Build an AI Data Analyst
Go from zero to a working AI analyst that understands your database, speaks your domain language, and answers real business questions.
Before you start
- Bruin CLI installed
- A data warehouse with data already loaded (BigQuery, Redshift, ClickHouse, or Postgres)
- An AI coding tool installed (Cursor, Claude Code, or Codex)
Create a Bruin Project
Initialize a Bruin project — the local workspace that will hold your database metadata, quality checks, and agent context.
Connect Your Data
Add your data warehouse as a connection so Bruin can reach your tables and the AI agent can query them.
Build Your Data Context
Import your database schema and enrich it with AI-generated descriptions, quality checks, and tags — so the agent actually understands your data.
Set Up Your AI Agent
Connect Bruin to your AI coding tool via MCP so the agent can read your data context and query your warehouse.
Analyze Your Data
Create an AGENTS.md with domain-specific context, then put your AI analyst to work answering real business questions.
Improve Your Context
Go further with a Bruin Glossary for shared business definitions and external MCP servers like Notion or Confluence to pull in even more domain knowledge.
What you'll build
By the end of this module you will have an AI agent that can connect to your data warehouse, understand the shape and meaning of your data, and answer natural-language business questions with real SQL queries — no dashboards, no tickets, no waiting.
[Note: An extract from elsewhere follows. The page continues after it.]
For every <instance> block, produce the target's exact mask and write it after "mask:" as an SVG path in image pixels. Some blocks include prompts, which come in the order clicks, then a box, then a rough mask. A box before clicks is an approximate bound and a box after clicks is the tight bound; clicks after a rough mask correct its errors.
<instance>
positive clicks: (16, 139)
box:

The core setup takes about 45 minutes (Steps 1–5). Step 6 covers optional ways to push your context even further. Each step builds on the last, so we recommend going in order, but you can jump to any step if you already have parts in place.
How it works
Bruin CLI creates a local project that maps your database schema into lightweight asset files. Those files carry column descriptions, data quality checks, and domain context that AI agents can read. Bruin MCP then bridges the CLI to your AI coding tool so the agent can query your data directly.
The result: an AI that doesn't just guess at SQL — it knows your tables, understands your business terms, and runs validated queries against your actual warehouse.